Viel Arbeit für den neuen Anführer
Auch das Problem der ineffizienten Staatsbetriebe müsse der neue Machthaber dringend angehen, betont Vidal. Schliesslich arbeitet dort noch die Mehrzahl der Kubaner, ohne wirklich viel zu produzieren. Ferner müssten die Konditionen für ausländische Investoren verbessert und die Landwirtschaft modernisiert werden. Nach wie vor bekommt die Regierung die Menschen nur satt, weil sie 70 Prozent der Lebensmittel importiert. Eines der grössten Probleme ist die Abhängigkeit von Venezuela.
Der sozialistische Bruderstaat war über ein Jahrzehnt das für Kuba, was vor der Öffnung Osteuropas die Sowjetunion war. Ein lebenswichtiger Verbündeter. Venezuela sandte Öl zu vergünstigten Preisen, und Kuba schickte Trainer, Lehrer und Ärzte, die Caracas in harten Dollars bezahlte. Aber da mittlerweile Venezuelas Ökonomie selbst im Koma liegt, tut dies eben auch die kubanische Wirtschaft. Von 2012 bis 2016 fiel der Handel zwischen beiden Ländern von 8,5 auf 2,2 Milliarden Dollar. Seither ging es weiter bergab.

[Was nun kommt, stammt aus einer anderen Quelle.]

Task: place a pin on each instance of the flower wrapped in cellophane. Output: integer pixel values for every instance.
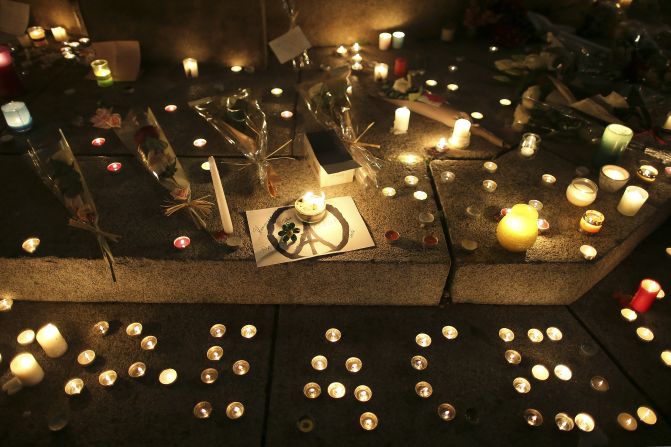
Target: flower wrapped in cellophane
(57, 167)
(239, 119)
(327, 98)
(141, 134)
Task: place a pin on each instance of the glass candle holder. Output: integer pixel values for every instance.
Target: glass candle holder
(17, 116)
(102, 73)
(591, 222)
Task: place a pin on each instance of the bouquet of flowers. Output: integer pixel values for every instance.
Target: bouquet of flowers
(141, 133)
(239, 119)
(327, 98)
(59, 170)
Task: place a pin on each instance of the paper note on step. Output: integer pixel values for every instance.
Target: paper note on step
(290, 45)
(14, 17)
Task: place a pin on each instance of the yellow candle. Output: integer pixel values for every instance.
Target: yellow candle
(518, 230)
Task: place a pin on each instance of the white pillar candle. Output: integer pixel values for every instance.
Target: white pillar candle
(384, 41)
(25, 367)
(381, 72)
(190, 67)
(461, 134)
(51, 340)
(397, 39)
(224, 213)
(401, 120)
(632, 200)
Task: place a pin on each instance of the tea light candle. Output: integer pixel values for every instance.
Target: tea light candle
(591, 222)
(647, 173)
(215, 353)
(202, 410)
(311, 208)
(137, 370)
(240, 367)
(646, 415)
(25, 367)
(490, 167)
(384, 41)
(529, 145)
(521, 385)
(17, 116)
(401, 120)
(461, 134)
(419, 362)
(107, 378)
(102, 73)
(564, 422)
(581, 192)
(25, 337)
(74, 387)
(423, 340)
(563, 372)
(59, 33)
(513, 357)
(627, 421)
(312, 390)
(235, 410)
(333, 335)
(423, 389)
(368, 421)
(645, 295)
(209, 376)
(645, 334)
(615, 139)
(190, 67)
(51, 341)
(632, 200)
(397, 39)
(506, 334)
(167, 376)
(380, 72)
(85, 358)
(149, 343)
(336, 390)
(584, 421)
(533, 417)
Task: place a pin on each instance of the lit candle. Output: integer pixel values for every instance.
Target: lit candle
(190, 67)
(401, 120)
(17, 116)
(102, 73)
(518, 230)
(645, 295)
(632, 200)
(59, 33)
(612, 178)
(381, 72)
(25, 367)
(461, 134)
(222, 204)
(397, 39)
(581, 192)
(384, 41)
(591, 222)
(51, 340)
(615, 139)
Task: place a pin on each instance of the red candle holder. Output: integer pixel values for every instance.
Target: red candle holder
(645, 295)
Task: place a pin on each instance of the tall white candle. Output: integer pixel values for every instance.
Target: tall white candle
(51, 340)
(401, 120)
(384, 41)
(632, 200)
(190, 67)
(224, 214)
(25, 367)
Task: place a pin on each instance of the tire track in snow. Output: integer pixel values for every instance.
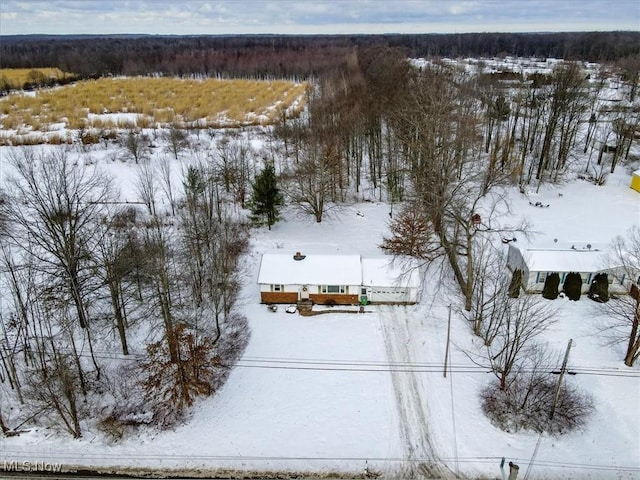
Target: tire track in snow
(400, 346)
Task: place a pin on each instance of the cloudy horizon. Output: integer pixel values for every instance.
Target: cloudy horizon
(208, 17)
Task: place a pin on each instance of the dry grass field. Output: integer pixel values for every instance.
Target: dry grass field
(146, 102)
(17, 77)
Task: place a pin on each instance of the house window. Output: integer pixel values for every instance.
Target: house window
(333, 289)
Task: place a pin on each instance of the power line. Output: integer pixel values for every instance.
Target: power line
(377, 366)
(20, 454)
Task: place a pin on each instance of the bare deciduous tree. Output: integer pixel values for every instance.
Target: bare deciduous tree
(624, 310)
(519, 322)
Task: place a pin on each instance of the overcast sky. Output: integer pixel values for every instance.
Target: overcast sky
(211, 17)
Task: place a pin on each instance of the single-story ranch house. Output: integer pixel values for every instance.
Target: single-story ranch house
(334, 278)
(537, 263)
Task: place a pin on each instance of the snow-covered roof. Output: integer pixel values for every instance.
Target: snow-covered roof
(281, 268)
(383, 271)
(565, 260)
(316, 268)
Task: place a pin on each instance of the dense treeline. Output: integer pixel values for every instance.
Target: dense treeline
(279, 55)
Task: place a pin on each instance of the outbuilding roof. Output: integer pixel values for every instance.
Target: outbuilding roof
(565, 260)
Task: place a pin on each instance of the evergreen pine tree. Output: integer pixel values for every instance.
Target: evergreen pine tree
(266, 197)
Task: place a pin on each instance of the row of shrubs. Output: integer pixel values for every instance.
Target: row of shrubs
(572, 287)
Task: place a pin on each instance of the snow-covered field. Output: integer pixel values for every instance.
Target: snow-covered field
(348, 392)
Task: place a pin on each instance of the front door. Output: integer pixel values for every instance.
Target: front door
(364, 299)
(304, 292)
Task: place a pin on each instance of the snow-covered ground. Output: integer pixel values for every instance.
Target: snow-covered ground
(357, 392)
(347, 392)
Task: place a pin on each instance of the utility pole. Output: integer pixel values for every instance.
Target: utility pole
(446, 350)
(562, 370)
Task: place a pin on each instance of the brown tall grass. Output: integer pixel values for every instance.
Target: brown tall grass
(154, 101)
(17, 77)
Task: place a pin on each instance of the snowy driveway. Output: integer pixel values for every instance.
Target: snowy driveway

Es kommt also viel Arbeit auf den neuen Mann an der Spitze Kubas zu. Vermutlich mehr, als er in den zehn Jahren bewältigen kann, die Díaz-Canel maximal an der Macht bleiben darf. Zumal er nicht mehr über die Legitimität auf der Insel verfügt, die seine beiden Vorgänger Fidel und Raúl Castro als Anführer der Revolution besassen. Daher wird das kubanische Volk seine Leistungen und möglichen Reformen sehr viel härter und kritischer bewerten, als es bei den unantastbaren Castro-Brüdern möglich war.